The control unit 31 controls the operation of the selector control unit 311 for controlling the operation of the selector circuit 29 and the operation of the local memory control unit 312 and the calculator 21 for controlling the operation of the local memory 22. There is an operation control unit 313 for this purpose.

There are various other types in the control unit 31, but they are omitted here. Each control part controls the selector circuit 29, the local memory device 22, and the calculator 21 as described below.

The features of the present invention are in the address operation process and the operand operation process as described above. So, while the above process is described, the operand operation process will be described first for ease of explanation. It is apparent to those skilled in the art that writing of arithmetic operations in registers in the epoland calculation process can occur when executing an instruction such as RR format or RX format.

Therefore, the case of executing the RR format instruction will be explained. The instruction in the RR format is shown in FIG.

R ₁ and R ₂ are respectively locked to the general purpose registers in which the first and second operands are stored.
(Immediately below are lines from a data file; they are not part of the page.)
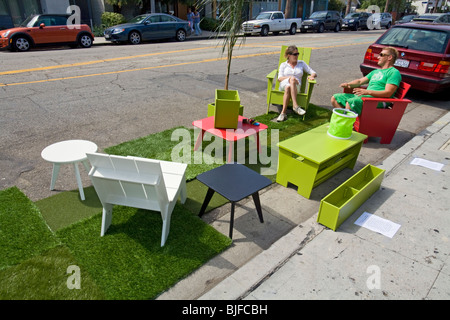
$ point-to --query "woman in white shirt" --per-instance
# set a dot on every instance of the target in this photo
(290, 76)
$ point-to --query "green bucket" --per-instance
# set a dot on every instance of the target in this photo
(341, 123)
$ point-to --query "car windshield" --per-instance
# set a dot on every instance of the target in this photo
(138, 19)
(262, 16)
(352, 15)
(416, 39)
(318, 15)
(29, 22)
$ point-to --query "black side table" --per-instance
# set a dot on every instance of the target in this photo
(233, 181)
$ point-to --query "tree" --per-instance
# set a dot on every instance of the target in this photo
(231, 19)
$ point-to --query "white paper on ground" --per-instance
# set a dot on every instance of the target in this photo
(377, 224)
(427, 164)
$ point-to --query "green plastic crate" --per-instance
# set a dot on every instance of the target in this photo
(212, 109)
(343, 201)
(226, 111)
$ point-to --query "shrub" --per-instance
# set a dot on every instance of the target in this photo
(111, 18)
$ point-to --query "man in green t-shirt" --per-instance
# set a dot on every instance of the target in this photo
(383, 83)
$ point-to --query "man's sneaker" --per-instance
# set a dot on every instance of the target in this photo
(282, 117)
(299, 111)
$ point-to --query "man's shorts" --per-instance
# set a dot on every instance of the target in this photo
(353, 100)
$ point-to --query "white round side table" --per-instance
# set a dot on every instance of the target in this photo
(69, 151)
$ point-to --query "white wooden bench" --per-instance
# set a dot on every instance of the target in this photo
(139, 183)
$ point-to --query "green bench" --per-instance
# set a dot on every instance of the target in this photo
(310, 158)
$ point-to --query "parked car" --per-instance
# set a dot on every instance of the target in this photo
(356, 20)
(406, 18)
(271, 21)
(147, 27)
(6, 22)
(320, 21)
(46, 30)
(434, 17)
(380, 20)
(424, 54)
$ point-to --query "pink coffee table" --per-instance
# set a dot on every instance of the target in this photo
(231, 135)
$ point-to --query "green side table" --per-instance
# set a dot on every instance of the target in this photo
(310, 158)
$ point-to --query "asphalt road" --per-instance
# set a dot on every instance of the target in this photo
(109, 94)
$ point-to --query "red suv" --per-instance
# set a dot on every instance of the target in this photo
(424, 54)
(45, 30)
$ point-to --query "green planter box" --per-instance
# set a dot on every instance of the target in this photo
(226, 111)
(340, 204)
(212, 109)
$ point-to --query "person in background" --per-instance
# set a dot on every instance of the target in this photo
(290, 76)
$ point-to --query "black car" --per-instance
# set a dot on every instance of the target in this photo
(355, 20)
(147, 27)
(320, 21)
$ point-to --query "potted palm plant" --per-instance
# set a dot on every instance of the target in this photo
(227, 106)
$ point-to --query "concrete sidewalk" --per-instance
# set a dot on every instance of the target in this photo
(314, 262)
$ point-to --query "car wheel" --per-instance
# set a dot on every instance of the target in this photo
(293, 29)
(21, 44)
(265, 31)
(134, 37)
(180, 35)
(85, 41)
(321, 28)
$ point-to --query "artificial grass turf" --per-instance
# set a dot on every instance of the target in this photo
(66, 208)
(161, 145)
(23, 231)
(129, 263)
(45, 277)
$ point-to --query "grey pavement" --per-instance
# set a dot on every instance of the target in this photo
(314, 262)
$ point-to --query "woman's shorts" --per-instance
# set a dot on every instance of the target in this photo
(285, 83)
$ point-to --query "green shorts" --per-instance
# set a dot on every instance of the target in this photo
(353, 100)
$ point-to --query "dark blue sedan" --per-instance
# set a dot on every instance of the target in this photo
(149, 27)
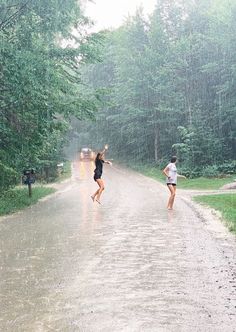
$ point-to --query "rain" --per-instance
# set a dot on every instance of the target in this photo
(117, 166)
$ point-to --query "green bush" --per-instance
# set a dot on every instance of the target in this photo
(210, 171)
(228, 167)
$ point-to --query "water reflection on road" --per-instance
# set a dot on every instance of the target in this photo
(69, 264)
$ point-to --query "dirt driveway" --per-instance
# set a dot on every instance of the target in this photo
(128, 265)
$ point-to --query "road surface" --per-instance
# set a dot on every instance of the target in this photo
(129, 265)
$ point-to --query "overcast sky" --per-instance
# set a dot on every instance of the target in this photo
(111, 13)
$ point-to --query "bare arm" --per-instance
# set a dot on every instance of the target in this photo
(166, 172)
(181, 176)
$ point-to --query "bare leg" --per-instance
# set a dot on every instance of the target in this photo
(95, 194)
(173, 197)
(172, 190)
(100, 190)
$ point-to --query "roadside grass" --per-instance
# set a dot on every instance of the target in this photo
(66, 172)
(225, 203)
(18, 198)
(198, 183)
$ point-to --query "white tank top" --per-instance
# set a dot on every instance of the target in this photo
(172, 173)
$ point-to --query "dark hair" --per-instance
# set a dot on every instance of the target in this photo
(173, 159)
(98, 155)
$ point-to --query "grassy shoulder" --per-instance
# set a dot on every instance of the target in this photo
(195, 184)
(225, 203)
(64, 173)
(18, 198)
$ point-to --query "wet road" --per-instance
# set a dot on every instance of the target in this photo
(129, 265)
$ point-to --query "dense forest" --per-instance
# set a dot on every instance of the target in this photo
(43, 44)
(154, 87)
(169, 87)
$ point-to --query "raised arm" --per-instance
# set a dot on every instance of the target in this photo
(181, 176)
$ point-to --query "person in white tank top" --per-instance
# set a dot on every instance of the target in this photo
(171, 174)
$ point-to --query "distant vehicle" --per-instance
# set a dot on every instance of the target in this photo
(86, 154)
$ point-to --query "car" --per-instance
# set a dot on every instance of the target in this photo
(86, 154)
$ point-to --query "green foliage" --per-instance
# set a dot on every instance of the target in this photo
(17, 199)
(170, 87)
(40, 81)
(225, 203)
(8, 177)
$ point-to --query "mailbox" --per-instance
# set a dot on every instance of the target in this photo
(28, 176)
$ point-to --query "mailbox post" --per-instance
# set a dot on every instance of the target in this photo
(29, 178)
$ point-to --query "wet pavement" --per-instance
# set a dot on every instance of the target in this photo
(128, 265)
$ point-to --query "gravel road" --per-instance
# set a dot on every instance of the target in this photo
(129, 265)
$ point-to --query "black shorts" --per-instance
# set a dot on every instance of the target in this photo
(97, 176)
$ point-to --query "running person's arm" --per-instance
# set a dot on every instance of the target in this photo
(181, 176)
(166, 172)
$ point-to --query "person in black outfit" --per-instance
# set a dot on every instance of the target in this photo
(99, 161)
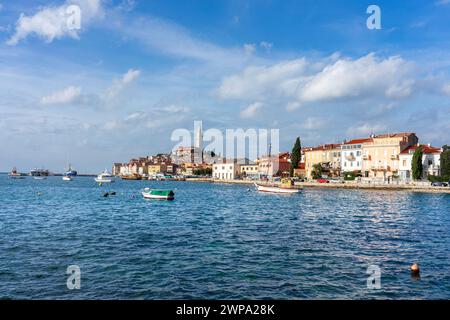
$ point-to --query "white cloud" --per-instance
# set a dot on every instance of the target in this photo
(293, 105)
(328, 80)
(249, 48)
(65, 96)
(312, 123)
(366, 129)
(51, 22)
(266, 45)
(255, 82)
(367, 76)
(251, 110)
(119, 84)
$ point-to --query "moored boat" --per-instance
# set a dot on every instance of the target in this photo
(104, 177)
(134, 176)
(15, 175)
(39, 172)
(156, 194)
(286, 187)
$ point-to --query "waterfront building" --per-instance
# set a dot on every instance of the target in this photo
(226, 169)
(351, 155)
(381, 154)
(430, 161)
(155, 168)
(172, 168)
(300, 171)
(327, 155)
(271, 166)
(116, 169)
(249, 170)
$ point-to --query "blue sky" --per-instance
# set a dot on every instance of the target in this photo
(137, 70)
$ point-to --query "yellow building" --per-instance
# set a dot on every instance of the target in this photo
(155, 168)
(328, 155)
(249, 170)
(381, 154)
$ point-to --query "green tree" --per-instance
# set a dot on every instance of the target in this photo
(417, 168)
(445, 162)
(317, 171)
(296, 156)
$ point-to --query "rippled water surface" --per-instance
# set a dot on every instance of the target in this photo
(219, 242)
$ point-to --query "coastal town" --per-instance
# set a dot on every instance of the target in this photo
(377, 159)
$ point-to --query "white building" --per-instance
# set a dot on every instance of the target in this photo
(227, 169)
(351, 156)
(431, 160)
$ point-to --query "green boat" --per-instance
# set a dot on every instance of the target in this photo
(156, 194)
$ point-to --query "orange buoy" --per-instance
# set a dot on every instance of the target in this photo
(415, 269)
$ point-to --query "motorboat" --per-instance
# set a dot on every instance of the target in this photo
(104, 177)
(15, 175)
(156, 194)
(39, 172)
(286, 187)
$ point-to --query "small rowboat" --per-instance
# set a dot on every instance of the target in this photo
(158, 194)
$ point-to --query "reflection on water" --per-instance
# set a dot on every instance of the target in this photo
(219, 242)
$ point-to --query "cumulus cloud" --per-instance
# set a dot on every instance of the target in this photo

Thus, the general registers GRA and GRB operate on each of 4 bytes and log the result to the general register GRA. The general-purpose registers GRA and GRB are assumed to be configured as n and n + 1 addresses and m and m + 1 addresses of the local memory 22, respectively.

The above-described operand reading process will be described. First, the operand reading process is performed in the first step. Here, A ₄ to AB ₁₉ are read from the n + 1 address of the bank BK ₂ of the local storage device 22 and set in the input register 25 via the input bus 23. The register contents occupy the second and third bytes of the general register GRA.

The operand reading process is also performed in the second step. Here, the contents of the input registers 25 and 26 are calculated by the calculator 21, and the result is passed through the output bus 24 to the local storage device 22. This bank BK ₂ is locked to A ₄ to A ₁₉ at address n + 1.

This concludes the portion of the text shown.